[llvm-dev] Statically linking against libc++
Mehdi Amini via llvm-dev
llvm-dev at lists.llvm.org
Mon Apr 10 08:57:33 PDT 2017
> On Apr 10, 2017, at 6:49 AM, Carsten Mattner <carstenmattner at gmail.com> wrote:
>
> On Mon, Apr 10, 2017 at 8:42 AM, C Bergström <cbergstrom at pathscale.com> wrote:
>> -DBUILD_SHARED_LIBS=OFF should be exactly that, but as I think
>> someone else indicated there's a bit of work for it to actually be
>> what it advertises to be.
>
> Mehdi wrote it's correct for all of the listed dynlibs to be
> installed.
I can be wrong as well :)
But here that’s not my reading of the documentation: http://llvm.org/docs/CMake.html <http://llvm.org/docs/CMake.html>
BUILD_SHARED_LIBS:BOOL
Flag indicating if each LLVM component (e.g. Support) is built as a shared library (ON) or as a static library (OFF). Its default value is OFF. On Windows, shared libraries may be used when building with MinGW, including mingw-w64, but not when building with the Microsoft toolchain.

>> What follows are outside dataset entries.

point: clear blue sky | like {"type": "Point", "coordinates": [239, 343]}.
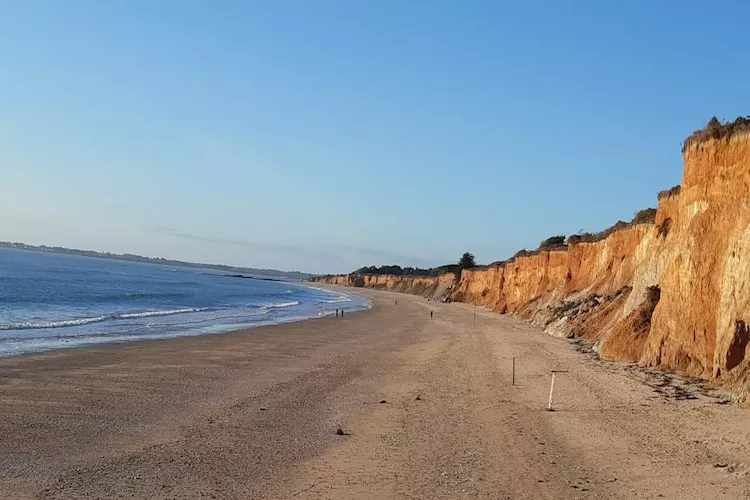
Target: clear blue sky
{"type": "Point", "coordinates": [323, 136]}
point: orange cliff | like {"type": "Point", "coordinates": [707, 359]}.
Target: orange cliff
{"type": "Point", "coordinates": [670, 291]}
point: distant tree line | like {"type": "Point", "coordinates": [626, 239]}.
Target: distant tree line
{"type": "Point", "coordinates": [396, 270]}
{"type": "Point", "coordinates": [466, 261]}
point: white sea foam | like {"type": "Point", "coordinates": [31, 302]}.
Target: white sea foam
{"type": "Point", "coordinates": [97, 319]}
{"type": "Point", "coordinates": [281, 305]}
{"type": "Point", "coordinates": [337, 300]}
{"type": "Point", "coordinates": [149, 314]}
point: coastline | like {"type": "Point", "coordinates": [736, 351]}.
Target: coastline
{"type": "Point", "coordinates": [191, 335]}
{"type": "Point", "coordinates": [426, 408]}
{"type": "Point", "coordinates": [209, 327]}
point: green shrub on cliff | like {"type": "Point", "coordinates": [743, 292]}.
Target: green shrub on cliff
{"type": "Point", "coordinates": [467, 261]}
{"type": "Point", "coordinates": [553, 242]}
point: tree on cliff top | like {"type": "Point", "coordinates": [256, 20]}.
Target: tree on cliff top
{"type": "Point", "coordinates": [466, 261]}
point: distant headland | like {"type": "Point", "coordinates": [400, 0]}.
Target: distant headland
{"type": "Point", "coordinates": [273, 273]}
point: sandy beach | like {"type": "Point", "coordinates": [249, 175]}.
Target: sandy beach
{"type": "Point", "coordinates": [427, 406]}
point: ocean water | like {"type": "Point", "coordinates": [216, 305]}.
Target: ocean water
{"type": "Point", "coordinates": [51, 301]}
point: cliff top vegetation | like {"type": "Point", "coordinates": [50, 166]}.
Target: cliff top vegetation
{"type": "Point", "coordinates": [715, 129]}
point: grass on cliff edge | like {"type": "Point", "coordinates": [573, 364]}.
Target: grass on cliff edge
{"type": "Point", "coordinates": [715, 129]}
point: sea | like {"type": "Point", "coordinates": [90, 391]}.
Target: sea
{"type": "Point", "coordinates": [52, 301]}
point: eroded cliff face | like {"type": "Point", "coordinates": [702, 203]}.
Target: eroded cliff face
{"type": "Point", "coordinates": [673, 293]}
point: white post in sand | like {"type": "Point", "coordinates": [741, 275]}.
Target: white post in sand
{"type": "Point", "coordinates": [552, 387]}
{"type": "Point", "coordinates": [551, 390]}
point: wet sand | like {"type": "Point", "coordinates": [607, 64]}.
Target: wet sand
{"type": "Point", "coordinates": [427, 407]}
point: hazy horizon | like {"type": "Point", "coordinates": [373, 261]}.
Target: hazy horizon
{"type": "Point", "coordinates": [325, 136]}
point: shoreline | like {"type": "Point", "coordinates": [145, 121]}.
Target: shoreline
{"type": "Point", "coordinates": [100, 341]}
{"type": "Point", "coordinates": [425, 406]}
{"type": "Point", "coordinates": [234, 331]}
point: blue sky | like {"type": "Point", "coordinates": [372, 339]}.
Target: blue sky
{"type": "Point", "coordinates": [327, 135]}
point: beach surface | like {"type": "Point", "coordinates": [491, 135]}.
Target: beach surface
{"type": "Point", "coordinates": [427, 407]}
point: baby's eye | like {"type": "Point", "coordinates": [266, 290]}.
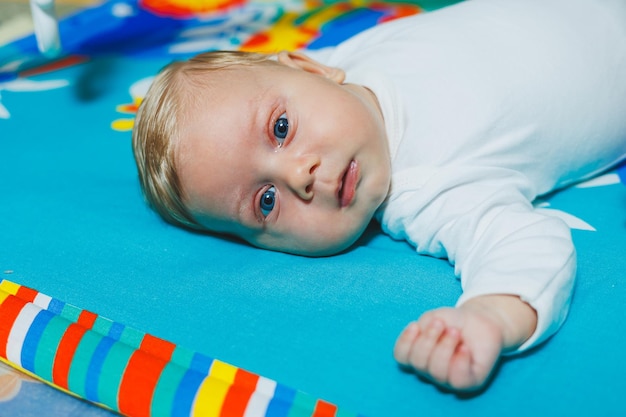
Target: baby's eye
{"type": "Point", "coordinates": [281, 128]}
{"type": "Point", "coordinates": [268, 199]}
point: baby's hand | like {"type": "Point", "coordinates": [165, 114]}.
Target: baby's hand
{"type": "Point", "coordinates": [458, 348]}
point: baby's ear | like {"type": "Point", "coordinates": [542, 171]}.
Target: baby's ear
{"type": "Point", "coordinates": [301, 61]}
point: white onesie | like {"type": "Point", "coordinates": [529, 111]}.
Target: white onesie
{"type": "Point", "coordinates": [489, 104]}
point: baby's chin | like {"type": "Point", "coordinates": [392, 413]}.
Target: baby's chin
{"type": "Point", "coordinates": [313, 247]}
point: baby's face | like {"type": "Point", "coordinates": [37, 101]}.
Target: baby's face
{"type": "Point", "coordinates": [285, 158]}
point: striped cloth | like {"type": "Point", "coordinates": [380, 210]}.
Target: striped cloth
{"type": "Point", "coordinates": [130, 372]}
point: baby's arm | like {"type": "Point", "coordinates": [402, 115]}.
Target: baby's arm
{"type": "Point", "coordinates": [458, 348]}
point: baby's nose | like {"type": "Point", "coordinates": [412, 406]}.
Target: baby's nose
{"type": "Point", "coordinates": [300, 175]}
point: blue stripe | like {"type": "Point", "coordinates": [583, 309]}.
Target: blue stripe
{"type": "Point", "coordinates": [56, 306]}
{"type": "Point", "coordinates": [201, 363]}
{"type": "Point", "coordinates": [116, 330]}
{"type": "Point", "coordinates": [280, 405]}
{"type": "Point", "coordinates": [186, 393]}
{"type": "Point", "coordinates": [29, 348]}
{"type": "Point", "coordinates": [95, 368]}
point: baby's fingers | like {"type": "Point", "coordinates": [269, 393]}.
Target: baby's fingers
{"type": "Point", "coordinates": [424, 343]}
{"type": "Point", "coordinates": [442, 356]}
{"type": "Point", "coordinates": [404, 344]}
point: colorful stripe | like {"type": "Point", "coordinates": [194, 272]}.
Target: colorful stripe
{"type": "Point", "coordinates": [131, 372]}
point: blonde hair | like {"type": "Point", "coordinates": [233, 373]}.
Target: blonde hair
{"type": "Point", "coordinates": [156, 133]}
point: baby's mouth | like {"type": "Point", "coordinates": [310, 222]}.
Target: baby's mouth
{"type": "Point", "coordinates": [347, 184]}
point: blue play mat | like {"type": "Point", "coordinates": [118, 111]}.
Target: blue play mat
{"type": "Point", "coordinates": [73, 225]}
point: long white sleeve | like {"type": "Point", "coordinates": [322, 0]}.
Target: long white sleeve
{"type": "Point", "coordinates": [489, 104]}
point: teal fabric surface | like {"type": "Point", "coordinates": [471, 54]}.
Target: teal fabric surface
{"type": "Point", "coordinates": [73, 225]}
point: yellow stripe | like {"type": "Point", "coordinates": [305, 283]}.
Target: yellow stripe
{"type": "Point", "coordinates": [9, 287]}
{"type": "Point", "coordinates": [212, 393]}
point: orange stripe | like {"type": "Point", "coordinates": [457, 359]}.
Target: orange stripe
{"type": "Point", "coordinates": [139, 382]}
{"type": "Point", "coordinates": [239, 394]}
{"type": "Point", "coordinates": [65, 354]}
{"type": "Point", "coordinates": [324, 409]}
{"type": "Point", "coordinates": [26, 294]}
{"type": "Point", "coordinates": [9, 310]}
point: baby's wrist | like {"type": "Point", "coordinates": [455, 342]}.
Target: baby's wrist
{"type": "Point", "coordinates": [516, 319]}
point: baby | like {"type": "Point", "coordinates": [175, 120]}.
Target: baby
{"type": "Point", "coordinates": [445, 127]}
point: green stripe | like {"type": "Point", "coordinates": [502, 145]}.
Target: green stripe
{"type": "Point", "coordinates": [80, 363]}
{"type": "Point", "coordinates": [132, 337]}
{"type": "Point", "coordinates": [102, 326]}
{"type": "Point", "coordinates": [182, 357]}
{"type": "Point", "coordinates": [341, 413]}
{"type": "Point", "coordinates": [165, 391]}
{"type": "Point", "coordinates": [112, 373]}
{"type": "Point", "coordinates": [48, 345]}
{"type": "Point", "coordinates": [70, 313]}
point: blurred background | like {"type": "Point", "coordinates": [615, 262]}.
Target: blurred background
{"type": "Point", "coordinates": [16, 20]}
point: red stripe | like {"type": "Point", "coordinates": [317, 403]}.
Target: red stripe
{"type": "Point", "coordinates": [142, 375]}
{"type": "Point", "coordinates": [9, 310]}
{"type": "Point", "coordinates": [160, 348]}
{"type": "Point", "coordinates": [65, 354]}
{"type": "Point", "coordinates": [239, 394]}
{"type": "Point", "coordinates": [324, 409]}
{"type": "Point", "coordinates": [87, 319]}
{"type": "Point", "coordinates": [26, 294]}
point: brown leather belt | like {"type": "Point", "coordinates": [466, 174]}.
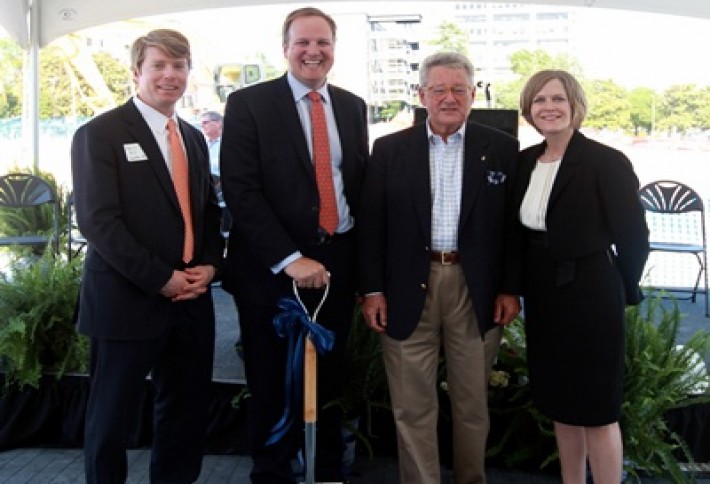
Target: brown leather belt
{"type": "Point", "coordinates": [445, 258]}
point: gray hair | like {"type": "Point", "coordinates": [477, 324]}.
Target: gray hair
{"type": "Point", "coordinates": [452, 60]}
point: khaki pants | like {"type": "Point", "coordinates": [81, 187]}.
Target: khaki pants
{"type": "Point", "coordinates": [448, 318]}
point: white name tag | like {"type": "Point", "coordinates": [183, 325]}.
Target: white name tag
{"type": "Point", "coordinates": [134, 152]}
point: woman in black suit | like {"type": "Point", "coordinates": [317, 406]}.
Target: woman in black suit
{"type": "Point", "coordinates": [585, 243]}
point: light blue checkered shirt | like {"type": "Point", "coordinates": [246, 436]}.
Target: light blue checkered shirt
{"type": "Point", "coordinates": [446, 168]}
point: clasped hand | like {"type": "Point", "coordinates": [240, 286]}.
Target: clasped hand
{"type": "Point", "coordinates": [189, 283]}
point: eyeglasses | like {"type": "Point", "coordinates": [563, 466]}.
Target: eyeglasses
{"type": "Point", "coordinates": [440, 92]}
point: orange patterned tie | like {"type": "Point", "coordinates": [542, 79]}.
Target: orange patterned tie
{"type": "Point", "coordinates": [182, 187]}
{"type": "Point", "coordinates": [328, 219]}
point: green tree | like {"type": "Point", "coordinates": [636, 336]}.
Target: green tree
{"type": "Point", "coordinates": [684, 107]}
{"type": "Point", "coordinates": [608, 105]}
{"type": "Point", "coordinates": [642, 100]}
{"type": "Point", "coordinates": [525, 63]}
{"type": "Point", "coordinates": [451, 38]}
{"type": "Point", "coordinates": [10, 78]}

This applies to the individual LLVM component. I don’t think the shared lib you mentioned are part of this.
>
>> This could get gray when you consider that you really need to decide
>> - did you mean compiler internal libs or runtime stuff. libomp.so vs
>> libLLVM.so is two entirely different use cases.
>
> Yep, I'm talking about zero LLVM libs needed at runtime after linking,
> unlike say libstdc++ and libgcc needed in your typical Linux
> executable.
When I build clang, I always get libc++.so and libc++.a ; I don’t think there is an option to have clang always link libc++ statically afterward though. I believe it requires to opt-in explicitly when you link with clang.